Publié le 21 mars 2021 à 12h16 - Dernière mise à jour le 31 octobre 2022 à 15h32
«Une manette de jeux vidéo gît sur le sol, perdue et oubliée entre une myriade de babioles poussiéreuses. Sa carcasse rayée et ses touches meurtries témoignent de l’affliction du temps. Alexandre ramasse l’objet, les nombreuses cicatrices de celui-ci évoquent au jeune homme une époque depuis longtemps révolue et une amitié loin d’être oubliée.»… C’est «Je me souviens» qui avec son titre à la Georges Perec raconte avec émotion et sens de l’ellipse une mémoire douloureuse.
Qu’est devenu celui dont Alexandre se remémore la présence rassurante ? S’est-il éloigné à la suite d’une brouille ? Est-il parti à l’étranger ? Est-il mort ? Nous n’en saurons rien, le spectateur devant lui-même reconstituer les pièces du puzzle. Charles Andrieu, Gabriel Mansuy, et Pierre Delion les trois auteurs et réalisateurs de ce court-métrage sélectionné pour le Nikon Film Festival 2021 l’ont voulu ainsi. «Il s’agissait pour nous, confie Charles Andrieu, de parler du sentiment de la perte et de le relier à un objet qui aurait été utilisé par celui qui n’est plus là. Alexandre demeure en cela un vecteur important dans le déroulé du récit.

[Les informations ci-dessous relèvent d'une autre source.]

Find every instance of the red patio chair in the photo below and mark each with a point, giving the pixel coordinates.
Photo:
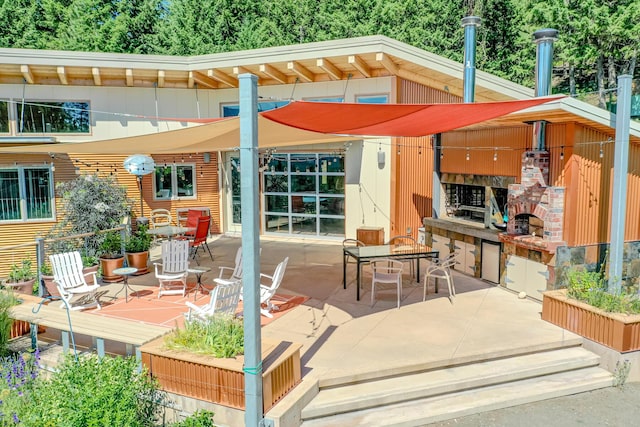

Et comme c’est le thème du jeu qui fixe la contrainte d’écriture des films Nikon de cette saison voilà pourquoi cette manette de jeux vidéos devient en quelque sorte un personnage à part entière. Elle fait le lien entre les deux amis que l’on voit apparaître dans un final plus ludique et moins nostalgique».
Un décor volontairement neutre
Pour raconter cette histoire qui pourrait s’intituler comme la chanson de Jean Ferrat «Nul ne guérit de son enfance», les trois réalisateurs ont privilégié de situer l’action dans un décor volontairement neutre. Charles Andrieu précise notamment: «Nous avons tourné à Paris mais on ne voulait pas que l’appartement du film possède un cachet particulier. Pour favoriser l’énigme du scénario, et l’identification du spectateur au personnage central ». Excellente idée au demeurant qui évite à l’œil de s’égarer pour se concentrer sur l’essentiel. Découpage précis, travail soigné sur la lumière «Je me souviens» bénéficie de la présence des deux comédiens Mathis Gil qui campe Alexandre et Corentin Delias, l’ami évanoui.
Deux comédiens complices
Ces deux jeunes acteurs qui ont déjà tourné ensemble notamment dans le long métrage «Château de sable » (à voir prochainement) effectuent ici un travail d’orfèvre. Jeux sur les silences et les regards leur expressivité passe avant tout par la gestuelle. Et les réalisateurs qui avaient tout écrit et qui savaient où ils allaient de les diriger non de manière figée mais comme le fait remarquer Mathis Gil « en permettant aux acteurs d’apporter leur propre réflexion sur le scénario. De proposer des choses, et ainsi d’élargir le propos.» Ainsi élaboré «Je me souviens», travail d’équipe au cachet réellement artistique s’impose comme un court métrage à l’indéniable puissance évocatrice.